Principal Coghill guided the Bayou Road school through many issues. First, the building was in poor shape and suffered multiple destructive events. In the early 1920s, the school board finally decided to build a brand new building a few blocks away. In 1923, the school’s name was changed to Joseph A. Craig and in 1927 the new building opened, despite protests from white people that a negro school was being built in a predominantly white neighborhood. Coghill continued to serve as principal of Craig until her retirement in 1941. Over the years, her students had opportunities to demonstrate both their talents and their citizenship to the city.

== Civic engagement ==
Following earlier work to address hunger among orphaned children, in 1909, she became an officer of the Colored Juvenile Court Auxiliary. In 1919, she was chairman of the New Orleans Colored Teachers’ Association. Later, she was a leader in the Negro School Principals Association. She was active with the Hume Community Center, Colored Vocational Guidance Association, NAACP, YWCA, and the Red Cross. During World War II after her retirement from education, she served as co-chair of the Orleans Parish Negro War Savings Committee. She was also a trustee of the Central Congregational Church.

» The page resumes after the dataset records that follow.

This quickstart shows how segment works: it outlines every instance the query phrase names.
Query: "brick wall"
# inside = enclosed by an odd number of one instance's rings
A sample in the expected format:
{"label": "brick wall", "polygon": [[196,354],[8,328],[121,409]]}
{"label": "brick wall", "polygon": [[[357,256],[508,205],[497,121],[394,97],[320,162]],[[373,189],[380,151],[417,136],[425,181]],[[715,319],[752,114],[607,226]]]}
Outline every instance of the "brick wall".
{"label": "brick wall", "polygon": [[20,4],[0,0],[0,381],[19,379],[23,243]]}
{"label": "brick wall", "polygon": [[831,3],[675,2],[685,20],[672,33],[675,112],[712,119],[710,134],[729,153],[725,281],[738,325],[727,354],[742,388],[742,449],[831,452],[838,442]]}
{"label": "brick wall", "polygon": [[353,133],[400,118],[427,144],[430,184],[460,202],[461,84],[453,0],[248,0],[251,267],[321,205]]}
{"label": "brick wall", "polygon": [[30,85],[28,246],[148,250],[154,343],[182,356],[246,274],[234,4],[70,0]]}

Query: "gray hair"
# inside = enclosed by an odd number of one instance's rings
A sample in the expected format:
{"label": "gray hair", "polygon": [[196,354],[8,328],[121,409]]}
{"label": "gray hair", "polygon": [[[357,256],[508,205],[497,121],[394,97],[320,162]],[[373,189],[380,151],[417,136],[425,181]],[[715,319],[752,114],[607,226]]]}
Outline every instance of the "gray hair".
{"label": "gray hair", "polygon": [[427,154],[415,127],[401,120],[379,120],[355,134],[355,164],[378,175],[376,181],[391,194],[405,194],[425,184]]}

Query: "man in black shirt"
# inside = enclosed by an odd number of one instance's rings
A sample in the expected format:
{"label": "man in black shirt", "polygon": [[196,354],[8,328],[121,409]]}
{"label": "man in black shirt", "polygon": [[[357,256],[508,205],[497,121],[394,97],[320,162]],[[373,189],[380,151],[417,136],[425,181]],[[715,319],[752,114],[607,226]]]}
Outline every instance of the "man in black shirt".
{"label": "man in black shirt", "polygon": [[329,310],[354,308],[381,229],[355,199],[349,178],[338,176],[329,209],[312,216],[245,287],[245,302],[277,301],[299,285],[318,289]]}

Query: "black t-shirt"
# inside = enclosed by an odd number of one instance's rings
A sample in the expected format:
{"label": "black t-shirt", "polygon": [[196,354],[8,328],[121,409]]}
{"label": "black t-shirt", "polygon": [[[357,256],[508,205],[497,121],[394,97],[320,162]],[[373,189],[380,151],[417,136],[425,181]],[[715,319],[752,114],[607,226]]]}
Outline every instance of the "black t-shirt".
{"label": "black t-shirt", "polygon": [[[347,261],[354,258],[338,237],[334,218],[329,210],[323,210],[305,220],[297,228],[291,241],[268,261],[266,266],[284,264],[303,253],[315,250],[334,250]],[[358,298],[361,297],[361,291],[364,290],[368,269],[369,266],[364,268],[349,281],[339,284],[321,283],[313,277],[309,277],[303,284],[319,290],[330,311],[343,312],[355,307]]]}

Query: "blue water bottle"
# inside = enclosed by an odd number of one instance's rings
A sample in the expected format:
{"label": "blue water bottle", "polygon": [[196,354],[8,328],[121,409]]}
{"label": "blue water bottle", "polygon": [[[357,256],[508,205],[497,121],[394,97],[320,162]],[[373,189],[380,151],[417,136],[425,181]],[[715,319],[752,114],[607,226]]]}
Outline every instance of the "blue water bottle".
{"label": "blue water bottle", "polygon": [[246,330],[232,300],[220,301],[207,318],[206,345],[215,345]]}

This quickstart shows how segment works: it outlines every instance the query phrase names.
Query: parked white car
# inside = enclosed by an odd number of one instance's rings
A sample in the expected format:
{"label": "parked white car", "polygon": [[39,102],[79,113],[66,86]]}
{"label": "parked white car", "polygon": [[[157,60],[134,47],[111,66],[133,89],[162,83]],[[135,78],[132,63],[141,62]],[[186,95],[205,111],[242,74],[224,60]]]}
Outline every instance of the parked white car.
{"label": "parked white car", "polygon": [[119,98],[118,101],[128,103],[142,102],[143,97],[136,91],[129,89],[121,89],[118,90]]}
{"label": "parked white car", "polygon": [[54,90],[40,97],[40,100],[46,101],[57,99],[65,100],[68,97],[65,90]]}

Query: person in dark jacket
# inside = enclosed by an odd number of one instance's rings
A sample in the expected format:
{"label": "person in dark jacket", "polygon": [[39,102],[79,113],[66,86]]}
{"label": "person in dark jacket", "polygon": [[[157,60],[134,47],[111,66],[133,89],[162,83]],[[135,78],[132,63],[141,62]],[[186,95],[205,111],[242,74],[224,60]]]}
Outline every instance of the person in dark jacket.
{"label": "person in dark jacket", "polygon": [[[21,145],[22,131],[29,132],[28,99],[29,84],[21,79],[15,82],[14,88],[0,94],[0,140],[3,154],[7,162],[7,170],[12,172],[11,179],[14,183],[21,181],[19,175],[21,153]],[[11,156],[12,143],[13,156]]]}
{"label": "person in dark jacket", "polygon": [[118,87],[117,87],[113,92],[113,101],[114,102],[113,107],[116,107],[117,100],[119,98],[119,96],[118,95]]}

She was a founding member of the Colored Educational Alliance, which formed in 1913 to improve conditions in negro schools, expand educational offerings for black adults, and to open a high school for black children. The group worked to raise awareness, raise funds, and ultimately, to convince the Orleans Parish School Board to open McDonogh No. 35 High School in 1917. She continued to work with the Colored Educational Alliance for many years after.

== Personal life ==
Likely born in Alabama, Mary’s family apparently moved to New Orleans when she was young. Depending on the source, she was born sometime between 1869 and 1874. Her mother was most likely from Alabama, while her father was either from Kentucky or England, depending on the census record. Little is known about her early years, but she does appear to have been a diligent student, because she won a spelling bee in 1887 at the Colored State Fair at Spanish Fort. The prize was ten dollars.

She appears to have neither married nor had children, instead sharing her home with nieces and nephews later in her life. After retiring, she continued to live in New Orleans for several years before moving to California, where she lived until her death in Los Angeles in April 1957. The Times-Picayune noted in their death notice that she was 88 years old.

== Legacy ==
In 1960, a primary school was built in the Black suburb of Pontchartrain Park and named for her. It is currently known as the Mary D. Coghill Elementary School.